For the reasons discussed above, the court also determines that defendant is not entitled to plaintiffs psychological records, with the exception of records kept by the *232behavioral psychologists whose bills the plaintiff claims are compensable damages in this ease. Any psychiatric disorders from which plaintiff has suffered are not relevant to this case. Further, so long as plaintiff does not claim that psychological treatment for the “embarrassment” which he suffers as a result of his injury is compensable, I shall not require him to provide defendant with records of therapy sessions in which he discussed this issue. Even if certain of these records are not privileged, which defendant argues, they concern very private matters which I shall not order plaintiff to divulge in the absence of evidence that they will lead to the discovery of admissible evidence.
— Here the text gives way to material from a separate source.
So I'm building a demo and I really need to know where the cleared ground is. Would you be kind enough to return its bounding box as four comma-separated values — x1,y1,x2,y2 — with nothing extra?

The practice seems to be more and more in vogue of late for defendants to seek to partake of the to terrorem tactic of visiting upon a plaintiff a particularly intrusive incursion: examination by a psychiatrist, and other psychological delvings.

Discovery has its virtues; trial by ambush has gone the way of copies by carbon paper. Procedural foreplay has become a cottage industry. Litigants now largely spend their time, not in courtroom battles, but in pretrial skirmishes—which is probably a good thing, as we hardly have enough courtrooms to contain today’s barristerial throngs.

But it has been observed in some quarters that discovery has on occasion even been used as a delaying tactic, a procedural roadblock to trial. So also, some have suggested that it has been used as a way to harass and intimidate plaintiffs into dropping their lawsuits, rather than subjecting themselves to the gauntlet of pretrial probings. This squarely falls within that category and is not to be countenanced.

In so stating, I by no means suggest—even though it is beyond the factual ambit before me—that psychiatric and psychological exams are never called for. The rules expressly call for them, and properly so. Many is the situation when they are a necessary and proper tool for fingering the mental malingerer, exposing the hyper-emotional charlatan. I only suggest that in cases such as this one—your basic garden-variety tort quest for damages, to include pain and suffering—psychiatric examination should be the exception, not the rule.

An order follows.

ORDER

AND NOW, this 2nd day of August, 1995, Case Corporation’s Motion to Compel Discovery Relating to Plaintiffs Remaining Mental Anguish Claims is DENIED.

. Case also claims that the boilerplate allegation that plaintiff suffers from "other ills” as a result of his injury puts plaintiff's mental condition “in controversy.” Plaintiff agreed not to submit claims based upon any psychiatric disorders. Further, this general allegation is insufficient evidence that plaintiff's mental condition is in controversy.